West Texas Intermediate crude oil prices are expected to average $60.35 per barrel this year, down from $99.57 per barrel last year, and to increase to $72.42 per barrel in 2010, EIA said, a $2- to $5-per-barrel increase over the June forecast.

Gas consumption declining

The agency projects that U.S. natural gas consumption will decline by 2.3 percent in 2009 and remain unchanged in 2010; poor economic conditions are expected to prolong the current slump in natural gas demand.

Total U.S. marketed natural gas is expected to decline by 0.6 percent this year and by 2.9 percent in 2010. Natural gas producers have responded to the decrease in consumption and prices with a reduction in drilling. EIA said Baker Hughes is showing a reduction of 57 percent in working natural gas rigs since September 2008. The production decline from the drop in working rigs is expected to occur almost exclusively in the Lower 48 non-Gulf of Mexico region during the second half of this year, the agency said.

“While the drop in natural gas drilling rigs is expected to result in lower natural gas production in 2010, recent improvements in drilling technology have lowered costs, reduced drilling time, and increased well productivity. These factors should improve the responsiveness of producers to changes in demand, limiting the extent of sustained upward price movements through the forecast period,” EIA said.

LNG imports to rise

U.S. imports of liquefied natural gas are expected to increase to about 506 billion cubic feet this year, up from 352 bcf in 2008 because of weak demand and growing global LNG supply. EIA said lower demand for LNG in Japan and South Korea has increased the available amount of LNG, leading to larger LNG purchases in China and Europe, but “with limited natural gas storage capacity in Asia and Europe, lower global demand is expected to increase available LNG cargoes for import by the United States.”

On June 26 working natural gas storage in the U.S. was 2.721 trillion cubic feet and inventories were 467 bcf above the five-year average. Through the first three months of the injection season (March 27 through June 26) the estimated inventory build was 1.067 tcf, the largest increase for the period since 2001, EIA said.

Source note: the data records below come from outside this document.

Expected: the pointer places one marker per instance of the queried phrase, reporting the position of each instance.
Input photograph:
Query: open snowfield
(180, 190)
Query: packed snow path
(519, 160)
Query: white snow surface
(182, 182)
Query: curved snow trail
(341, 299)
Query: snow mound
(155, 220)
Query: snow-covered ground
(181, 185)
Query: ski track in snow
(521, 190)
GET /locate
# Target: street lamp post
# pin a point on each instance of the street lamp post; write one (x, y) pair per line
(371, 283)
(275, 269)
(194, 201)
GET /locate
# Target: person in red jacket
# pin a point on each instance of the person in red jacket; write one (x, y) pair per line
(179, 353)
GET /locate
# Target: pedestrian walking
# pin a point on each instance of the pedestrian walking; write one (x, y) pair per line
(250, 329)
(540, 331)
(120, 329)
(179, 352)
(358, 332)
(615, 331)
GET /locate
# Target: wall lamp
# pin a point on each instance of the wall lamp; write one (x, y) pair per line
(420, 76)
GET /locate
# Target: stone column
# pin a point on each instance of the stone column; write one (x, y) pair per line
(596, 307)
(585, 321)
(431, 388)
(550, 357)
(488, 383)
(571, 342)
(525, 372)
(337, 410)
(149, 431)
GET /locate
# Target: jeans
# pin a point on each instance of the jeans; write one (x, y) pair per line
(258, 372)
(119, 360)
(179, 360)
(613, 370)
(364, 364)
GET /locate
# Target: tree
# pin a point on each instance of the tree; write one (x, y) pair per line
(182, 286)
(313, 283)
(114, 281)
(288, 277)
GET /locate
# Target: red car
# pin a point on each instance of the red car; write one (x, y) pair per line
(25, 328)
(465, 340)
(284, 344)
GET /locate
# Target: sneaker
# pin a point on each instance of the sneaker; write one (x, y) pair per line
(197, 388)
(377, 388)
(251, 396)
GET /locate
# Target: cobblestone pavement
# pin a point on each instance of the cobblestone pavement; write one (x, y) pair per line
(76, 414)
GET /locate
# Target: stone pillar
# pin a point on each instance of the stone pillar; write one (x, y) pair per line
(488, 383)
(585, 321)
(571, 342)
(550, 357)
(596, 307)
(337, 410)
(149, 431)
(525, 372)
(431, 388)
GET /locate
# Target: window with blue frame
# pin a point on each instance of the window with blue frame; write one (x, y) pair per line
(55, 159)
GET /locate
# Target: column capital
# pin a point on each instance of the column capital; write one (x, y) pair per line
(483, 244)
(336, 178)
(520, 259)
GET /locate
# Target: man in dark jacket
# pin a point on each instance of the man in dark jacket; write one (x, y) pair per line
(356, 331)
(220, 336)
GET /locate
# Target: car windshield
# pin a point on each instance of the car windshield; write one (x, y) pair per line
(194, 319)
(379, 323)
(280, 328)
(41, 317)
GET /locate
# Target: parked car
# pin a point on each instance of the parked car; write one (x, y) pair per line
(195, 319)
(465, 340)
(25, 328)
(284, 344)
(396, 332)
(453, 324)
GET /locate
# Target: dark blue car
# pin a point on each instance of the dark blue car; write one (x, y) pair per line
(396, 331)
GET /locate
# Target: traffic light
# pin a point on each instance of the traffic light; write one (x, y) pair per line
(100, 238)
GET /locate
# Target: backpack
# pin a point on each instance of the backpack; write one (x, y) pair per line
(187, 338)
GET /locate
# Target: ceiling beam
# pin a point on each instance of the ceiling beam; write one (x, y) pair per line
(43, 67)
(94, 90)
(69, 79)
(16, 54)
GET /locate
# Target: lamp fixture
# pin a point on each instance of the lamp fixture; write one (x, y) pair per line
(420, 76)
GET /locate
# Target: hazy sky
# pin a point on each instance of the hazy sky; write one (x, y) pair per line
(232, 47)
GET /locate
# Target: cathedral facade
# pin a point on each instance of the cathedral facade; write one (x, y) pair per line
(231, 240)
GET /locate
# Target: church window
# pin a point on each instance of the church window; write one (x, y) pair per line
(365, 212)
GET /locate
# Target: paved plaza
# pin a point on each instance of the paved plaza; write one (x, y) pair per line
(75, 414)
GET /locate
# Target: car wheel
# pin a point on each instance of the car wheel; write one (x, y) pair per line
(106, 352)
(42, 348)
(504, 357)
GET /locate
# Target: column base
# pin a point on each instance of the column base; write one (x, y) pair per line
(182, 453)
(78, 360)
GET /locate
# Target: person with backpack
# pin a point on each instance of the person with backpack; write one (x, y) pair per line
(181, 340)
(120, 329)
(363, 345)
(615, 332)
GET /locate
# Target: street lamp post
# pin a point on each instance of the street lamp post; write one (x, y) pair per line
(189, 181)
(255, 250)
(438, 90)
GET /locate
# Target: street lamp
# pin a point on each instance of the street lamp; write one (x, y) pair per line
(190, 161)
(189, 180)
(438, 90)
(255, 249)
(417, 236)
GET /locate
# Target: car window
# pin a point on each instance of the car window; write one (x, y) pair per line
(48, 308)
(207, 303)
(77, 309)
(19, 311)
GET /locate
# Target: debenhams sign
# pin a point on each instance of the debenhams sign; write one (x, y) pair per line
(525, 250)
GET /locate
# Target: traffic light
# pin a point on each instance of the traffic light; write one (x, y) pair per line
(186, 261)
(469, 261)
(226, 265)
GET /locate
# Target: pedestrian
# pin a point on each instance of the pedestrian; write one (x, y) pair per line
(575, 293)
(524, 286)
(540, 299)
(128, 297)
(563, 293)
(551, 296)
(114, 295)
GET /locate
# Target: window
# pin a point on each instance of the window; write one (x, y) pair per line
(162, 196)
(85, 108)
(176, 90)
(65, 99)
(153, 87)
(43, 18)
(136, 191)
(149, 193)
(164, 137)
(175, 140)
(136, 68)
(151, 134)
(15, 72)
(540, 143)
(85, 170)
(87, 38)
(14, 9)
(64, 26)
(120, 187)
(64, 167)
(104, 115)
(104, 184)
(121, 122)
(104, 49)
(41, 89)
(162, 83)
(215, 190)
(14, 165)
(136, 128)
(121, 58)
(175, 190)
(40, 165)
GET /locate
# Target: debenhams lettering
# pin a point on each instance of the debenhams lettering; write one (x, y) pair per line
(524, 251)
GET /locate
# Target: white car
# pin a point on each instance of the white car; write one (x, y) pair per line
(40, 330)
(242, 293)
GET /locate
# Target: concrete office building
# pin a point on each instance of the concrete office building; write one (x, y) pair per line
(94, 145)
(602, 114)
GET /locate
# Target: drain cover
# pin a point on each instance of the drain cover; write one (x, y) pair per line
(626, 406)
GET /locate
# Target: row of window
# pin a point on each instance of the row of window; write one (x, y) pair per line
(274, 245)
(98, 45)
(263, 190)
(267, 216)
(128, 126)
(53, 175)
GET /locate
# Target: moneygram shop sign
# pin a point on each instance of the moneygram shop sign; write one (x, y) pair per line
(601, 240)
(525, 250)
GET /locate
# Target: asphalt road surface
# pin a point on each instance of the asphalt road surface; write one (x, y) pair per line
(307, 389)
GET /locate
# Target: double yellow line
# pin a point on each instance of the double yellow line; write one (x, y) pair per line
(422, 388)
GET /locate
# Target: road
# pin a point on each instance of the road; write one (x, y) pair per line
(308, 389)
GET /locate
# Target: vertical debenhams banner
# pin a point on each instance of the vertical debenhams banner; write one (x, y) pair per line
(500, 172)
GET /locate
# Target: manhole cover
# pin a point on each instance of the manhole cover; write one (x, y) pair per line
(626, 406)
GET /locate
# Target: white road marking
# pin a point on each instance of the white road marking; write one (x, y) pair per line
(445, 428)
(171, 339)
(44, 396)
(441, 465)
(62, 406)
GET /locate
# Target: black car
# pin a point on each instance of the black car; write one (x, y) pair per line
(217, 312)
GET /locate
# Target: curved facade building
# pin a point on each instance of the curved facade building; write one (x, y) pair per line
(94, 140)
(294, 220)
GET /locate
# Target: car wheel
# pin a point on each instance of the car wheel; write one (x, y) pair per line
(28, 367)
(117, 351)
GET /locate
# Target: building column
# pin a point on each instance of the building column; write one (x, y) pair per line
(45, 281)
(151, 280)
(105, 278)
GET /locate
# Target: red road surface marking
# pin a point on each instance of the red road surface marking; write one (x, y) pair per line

Working natural gas storage is expected to reach 3.67 tcf by Oct. 31, the end of the injection season, some 105 bcf above the previous record of 3.565 tcf reported at the end of October 2007.

EIA said the Henry Hub spot price, which averaged $3.91 per thousand cubic feet in June, continued to reflect “the disparity between weak demand and strong supply.”

U.S. natural gas production is expected to decline in the coming months, but “historically high storage levels and limits to storage capacity may cause prices to decline further this fall,” the agency said. EIA projects natural gas price recovery early next year as the market balance tightens, but said “rising prices are expected to be tempered by improvements in the productive capacity of domestic onshore supply sources throughout the forecast period.”